Run migrations and restart your server:

python manage.py migrate drf_authentify
python manage.py runserver

"Invalid Token" Errors

Check that:

  1. The token exists and hasn't expired
  2. The correct authentication class is configured
  3. The token hash algorithm matches your settings
  4. The token is sent with the correct prefix (Bearer or Token)

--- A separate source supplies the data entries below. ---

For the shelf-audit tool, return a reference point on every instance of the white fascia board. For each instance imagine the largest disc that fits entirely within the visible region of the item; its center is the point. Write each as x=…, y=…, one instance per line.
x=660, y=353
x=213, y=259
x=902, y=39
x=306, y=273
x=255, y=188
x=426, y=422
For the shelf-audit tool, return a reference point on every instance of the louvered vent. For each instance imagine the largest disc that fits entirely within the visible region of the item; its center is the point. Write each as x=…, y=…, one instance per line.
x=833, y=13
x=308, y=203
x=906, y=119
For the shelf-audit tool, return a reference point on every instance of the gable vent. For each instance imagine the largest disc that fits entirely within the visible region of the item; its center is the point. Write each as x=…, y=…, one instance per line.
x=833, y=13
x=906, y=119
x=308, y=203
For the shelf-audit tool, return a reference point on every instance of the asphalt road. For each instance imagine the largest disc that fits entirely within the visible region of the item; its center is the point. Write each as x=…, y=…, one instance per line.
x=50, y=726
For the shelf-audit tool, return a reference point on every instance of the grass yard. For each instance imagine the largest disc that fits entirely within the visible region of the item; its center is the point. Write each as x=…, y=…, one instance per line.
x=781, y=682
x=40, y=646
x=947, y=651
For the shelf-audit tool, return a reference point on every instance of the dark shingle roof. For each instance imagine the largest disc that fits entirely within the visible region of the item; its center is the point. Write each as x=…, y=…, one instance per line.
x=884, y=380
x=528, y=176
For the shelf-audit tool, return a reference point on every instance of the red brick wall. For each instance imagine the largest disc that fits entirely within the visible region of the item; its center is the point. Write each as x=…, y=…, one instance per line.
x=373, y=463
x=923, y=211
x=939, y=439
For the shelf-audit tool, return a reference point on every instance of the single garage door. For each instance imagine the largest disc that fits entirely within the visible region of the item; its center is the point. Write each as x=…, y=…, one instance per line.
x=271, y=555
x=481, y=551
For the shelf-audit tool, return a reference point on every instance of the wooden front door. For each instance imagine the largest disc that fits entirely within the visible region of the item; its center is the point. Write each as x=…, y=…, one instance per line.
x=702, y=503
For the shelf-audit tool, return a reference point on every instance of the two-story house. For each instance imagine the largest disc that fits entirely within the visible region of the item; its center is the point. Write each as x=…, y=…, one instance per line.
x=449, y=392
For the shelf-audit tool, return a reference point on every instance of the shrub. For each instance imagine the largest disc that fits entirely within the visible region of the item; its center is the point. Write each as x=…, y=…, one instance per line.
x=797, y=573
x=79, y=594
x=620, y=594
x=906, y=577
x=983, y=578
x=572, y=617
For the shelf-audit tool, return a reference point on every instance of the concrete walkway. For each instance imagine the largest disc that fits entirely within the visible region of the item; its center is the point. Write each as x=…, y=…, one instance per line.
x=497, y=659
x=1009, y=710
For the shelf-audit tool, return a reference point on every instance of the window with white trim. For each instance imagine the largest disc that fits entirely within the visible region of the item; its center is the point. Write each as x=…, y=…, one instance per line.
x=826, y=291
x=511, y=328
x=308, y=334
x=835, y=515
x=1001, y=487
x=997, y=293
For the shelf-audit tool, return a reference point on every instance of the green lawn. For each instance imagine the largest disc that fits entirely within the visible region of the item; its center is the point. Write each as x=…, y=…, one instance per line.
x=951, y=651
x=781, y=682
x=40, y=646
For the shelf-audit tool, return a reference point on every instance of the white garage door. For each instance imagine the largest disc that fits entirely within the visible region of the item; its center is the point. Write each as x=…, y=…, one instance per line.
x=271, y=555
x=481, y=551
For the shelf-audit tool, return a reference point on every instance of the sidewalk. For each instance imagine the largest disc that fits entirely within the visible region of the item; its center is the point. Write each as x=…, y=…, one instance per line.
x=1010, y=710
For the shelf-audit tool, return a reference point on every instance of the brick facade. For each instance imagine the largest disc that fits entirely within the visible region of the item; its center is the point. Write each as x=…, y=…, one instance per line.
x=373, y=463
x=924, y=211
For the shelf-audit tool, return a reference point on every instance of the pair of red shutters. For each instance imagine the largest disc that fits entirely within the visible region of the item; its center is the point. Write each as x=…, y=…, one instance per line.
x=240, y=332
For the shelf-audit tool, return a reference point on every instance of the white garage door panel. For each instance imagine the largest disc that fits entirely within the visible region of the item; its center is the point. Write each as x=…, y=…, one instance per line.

Auto-Refresh Not Triggering

Ensure all three settings are configured:

DRF_AUTHENTIFY = {
    'AUTO_REFRESH': True,
    'AUTO_REFRESH_INTERVAL': timedelta(hours=1),
    'AUTO_REFRESH_MAX_TTL': timedelta(days=7),
}

Context Data Not Available

Make sure you're accessing request.auth.context_obj, not request.auth.context:

# ✅ Correct
device = request.auth.context_obj.device

# ❌ Wrong
device = request.auth.context.device

Example: Complete Login/Logout Flow

from rest_framework import status
from rest_framework.views import APIView
from rest_framework.response import Response
from rest_framework.permissions import IsAuthenticated, AllowAny
from django.contrib.auth import authenticate
from drf_authentify.services import TokenService

class LoginView(APIView):
    permission_classes = [AllowAny]
    
    def post(self, request):
        username = request.data.get('username')
        password = request.data.get('password')
        
        user = authenticate(username=username, password=password)
        if not user:
            return Response({'error': 'Invalid credentials'}, status=401)
        
        # Generate token with context
        token_set = TokenService.generate_header_token(
            user=user,
            context={
                'device': request.data.get('device', 'unknown'),
                'ip_address': request.META.get('REMOTE_ADDR'),
                'user_agent': request.META.get('HTTP_USER_AGENT', '')
            }
        )
        
        return Response({
            'access_token': token_set.access_token,
            'refresh_token': token_set.refresh_token,
            'user': {
                'id': user.id,
                'username': user.username,
                'email': user.email
            }
        })

class LogoutView(APIView):
    permission_classes = [IsAuthenticated]
    
    def post(self, request):
        # Revoke current token
        TokenService.revoke_token(request.auth)
        return Response({'message': 'Logged out successfully'})

class LogoutAllDevicesView(APIView):
    permission_classes = [IsAuthenticated]
    
    def post(self, request):
        # Revoke all user tokens
        TokenService.revoke_all_user_tokens(request.user)
        return Response({'message': 'Logged out from all devices'})

Contributing

We welcome contributions! To get started:

  1. Fork the repository on GitHub
  2. Create a feature branch (git checkout -b feature/my-feature)
  3. Make your changes with tests
  4. Run the test suite
  5. Submit a pull request

Please ensure your code follows PEP 8 and includes appropriate tests.


License

Licensed under the BSD-3-Clause License. See LICENSE for details.